Saturday, July 28, 2007

A Frightening Diagnosis

My life has been turned upside down. I was recently diagnosed with ulcerative colitis, which is 'a nonspecific inflammatory disease of the colon that is of unknown cause and is characterized by diarrhea with discharge of mucus and blood, cramping abdominal pain and inflammation and edema of the mucous membrane with patches of ulceration.' Got that out of a medical dictionary. Sounds gross, huh? It's gross, frightening and very painful. It's a disease that no one wants to talk about or hear about. That's the reason I started this blog.
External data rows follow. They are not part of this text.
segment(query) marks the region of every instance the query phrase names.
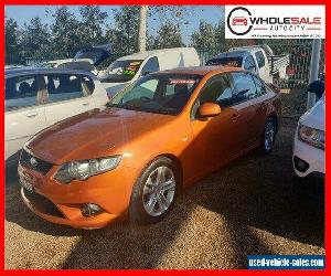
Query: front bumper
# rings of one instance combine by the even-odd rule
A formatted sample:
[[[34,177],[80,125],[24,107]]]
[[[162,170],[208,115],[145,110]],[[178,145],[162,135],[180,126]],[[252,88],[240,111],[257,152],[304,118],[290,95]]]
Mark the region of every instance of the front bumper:
[[[292,164],[295,173],[305,178],[310,174],[325,173],[325,152],[322,149],[314,148],[298,139],[298,132],[295,135]]]
[[[42,219],[52,223],[65,224],[76,229],[99,229],[126,217],[129,206],[136,170],[118,167],[86,181],[62,184],[53,179],[57,167],[45,176],[31,168],[19,164],[20,178],[31,182],[33,192],[21,189],[25,205]],[[84,203],[98,204],[103,212],[84,216]]]

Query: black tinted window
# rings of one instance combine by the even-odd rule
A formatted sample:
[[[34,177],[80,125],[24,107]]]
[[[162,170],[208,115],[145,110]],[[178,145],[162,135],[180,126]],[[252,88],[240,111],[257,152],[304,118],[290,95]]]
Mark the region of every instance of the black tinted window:
[[[232,73],[236,102],[243,102],[257,96],[256,86],[250,74]]]
[[[118,93],[107,106],[177,115],[201,79],[197,75],[151,74]]]
[[[17,76],[6,79],[6,109],[17,109],[38,104],[35,76]]]
[[[45,76],[45,85],[50,102],[60,102],[90,95],[94,89],[93,79],[88,76],[58,74]]]
[[[232,88],[226,75],[212,77],[202,89],[199,100],[204,103],[216,103],[221,107],[231,105]]]
[[[260,81],[259,78],[257,78],[256,76],[252,76],[256,86],[256,94],[257,96],[261,96],[264,94],[266,94],[266,86],[263,83],[263,81]]]
[[[265,66],[265,56],[261,51],[255,53],[256,62],[258,67]]]
[[[255,72],[256,66],[252,55],[248,55],[244,62],[244,70]]]
[[[150,57],[141,70],[141,75],[160,71],[158,57]]]

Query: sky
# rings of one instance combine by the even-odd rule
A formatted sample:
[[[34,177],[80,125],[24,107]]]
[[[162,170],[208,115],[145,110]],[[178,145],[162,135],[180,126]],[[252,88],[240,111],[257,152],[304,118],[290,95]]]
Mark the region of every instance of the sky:
[[[50,23],[52,18],[46,15],[46,11],[53,13],[53,11],[58,6],[6,6],[6,15],[13,18],[18,21],[19,25],[23,25],[25,22],[29,22],[34,17],[40,17],[43,23]],[[191,6],[192,7],[192,6]],[[192,8],[189,8],[190,11]],[[76,15],[79,14],[79,6],[68,6],[70,10]],[[108,13],[107,23],[111,25],[114,19],[113,9],[119,9],[119,6],[100,6],[102,11]],[[201,20],[204,20],[212,24],[217,24],[222,19],[222,8],[216,6],[195,6],[183,19],[185,24],[182,24],[182,39],[185,44],[189,44],[191,41],[191,34],[199,28]],[[151,34],[154,34],[159,28],[159,20],[156,17],[151,17],[148,20],[148,31]]]

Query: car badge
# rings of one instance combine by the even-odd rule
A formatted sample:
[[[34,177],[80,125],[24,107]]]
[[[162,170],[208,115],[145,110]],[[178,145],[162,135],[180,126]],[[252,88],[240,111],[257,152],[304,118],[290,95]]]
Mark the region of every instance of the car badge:
[[[32,167],[36,167],[38,166],[38,161],[36,161],[36,159],[34,157],[30,158],[30,163],[31,163]]]

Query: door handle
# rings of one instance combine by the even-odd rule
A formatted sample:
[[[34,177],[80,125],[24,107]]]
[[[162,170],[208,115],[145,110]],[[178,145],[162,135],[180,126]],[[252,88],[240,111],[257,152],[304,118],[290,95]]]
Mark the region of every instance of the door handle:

Hopefully, by posting about my experiences with this disease, I will help myself and other people who have this disease cope with it better. Yeah, there are sites out there that tell you about treatments and such, but I haven't found any that help someone cope with the day to day struggles of the disease. UC is different from other diseases because of the area of the body it affects. It's a part of the body no one wants to talk about, but for me it is the worst part of the body to harbor a disease.

My first reaction to the diagnosis was fear. Because of UC I have a chance of getting colon cancer. I will have to have colonoscopies every few years for the rest of my life. My future looks grim. I am a relatively young person so I will be dealing with this for a long time unless fate has other plans for me. How do you deal with fear? I try not to dwell on what is happening to me, but then it will sneak up on me when I least expect it and I feel like I am going to freak out. My biggest fear right now is that I am unable to work. Right now I am a self-employed writer and I want to get a part time job to help with the bills, but I am not responding to the medication and have to have another colonoscopy. This makes me feel like I should wait until I get my condition under control before seeking employment, but what if I never get it under control? What then? I used to be a healthy, active woman and this really scares me. I am fortunate to have an understanding husband and family, but what if something happens to him or he loses his job? This is a first for me because I was always able to take care of myself. I suppose freaking out will not help me either so I must try to get through the next month or so and see what happens. It actually does feel better to write it all down.